When I went to Home Depot to replace some burned out lighting fixtures last week, decent LED light bulbs cost $20 a pop. Today, LED manufacturer Cree has announced a series of light bulbs that start at just $10, cutting the going rate in half with one fell swoop. What's more, these LEDs don't seem to have a catch. They're as bright, efficient, and long-lasting as practically anything on the market, and they look like incandescent light bulbs to boot. They're on sale today, exclusively at The Home Depot in the following three configurations:
- $12.97 for a "warm white" 60-watt equivalent, providing 800 lumens of light for 9.5W of electricity, at a warm color temperature of 2,700K
- $13.97 for a "day light" 60-watt equivalent, with 800 lumens of light at a cost of 9W of electricity, at a cooler color temperature of 5,000K
- $9.97 for a "warm white" 40-watt equivalent, with 450 lumens of light for 6W of electricity, again at a warmer 2,700K.

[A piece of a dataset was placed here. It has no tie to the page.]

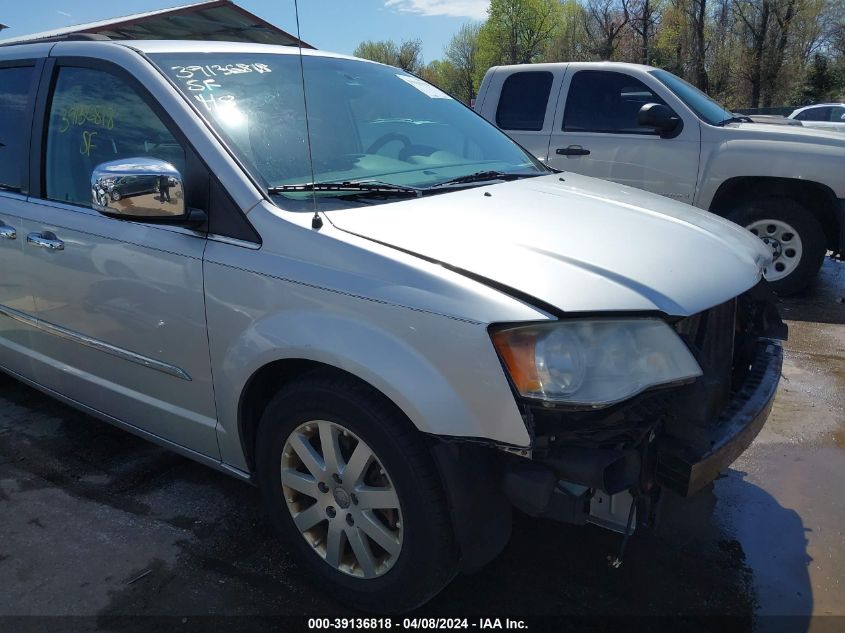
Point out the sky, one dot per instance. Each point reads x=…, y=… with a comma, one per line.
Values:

For comparison, a typical 60-watt incandescent provides about 860 lumens, and you can get 900 lumens out of a 14-watt fluorescent, so they stack up pretty well there. All three Cree bulbs are rated to last 22.8 years, when used for about three hours a day, and at 9.5W the least efficient of the three is estimated to cost about $1.14 a year to light your home at that rate.
We got to try two of the "warm white" 60W bulbs for ourselves, and were immediately impressed by the design, too:
Not only does Cree's bulb look like a traditional incandescent, with a nice warm glow, but it throws light in almost every direction as well. Many existing LED light bulbs have a fairly narrow configuration of diodes that can cast a rather uneven pattern, but Cree's is better than most, with an "LED filament tower" of LEDs that hits almost every spot evenly except the very top of the bulb. They turn on immediately with no perceivable delay. The bulb's also merely warm to the touch, thanks to a frosted rubberized coating. The oddest part is the weight: at four ounces, each Cree bulb weighs four times a typical incandescent.
All this said, you're still looking to spend over $10 on a single light bulb, a hard sell when you can pick up packages of compact fluorescents for $1.25 each or incandescents for $0.25 a pop, but LED has its advantages: they can be dimmed and placed upside down unlike many CFLs, don't contain mercury, and are obviously far more efficient than many incandescents. LED just took a big leap towards consumer acceptance with Cree's offering, that's for sure.
Maybe we won't need smart bulbs to sell the world on LEDs after all.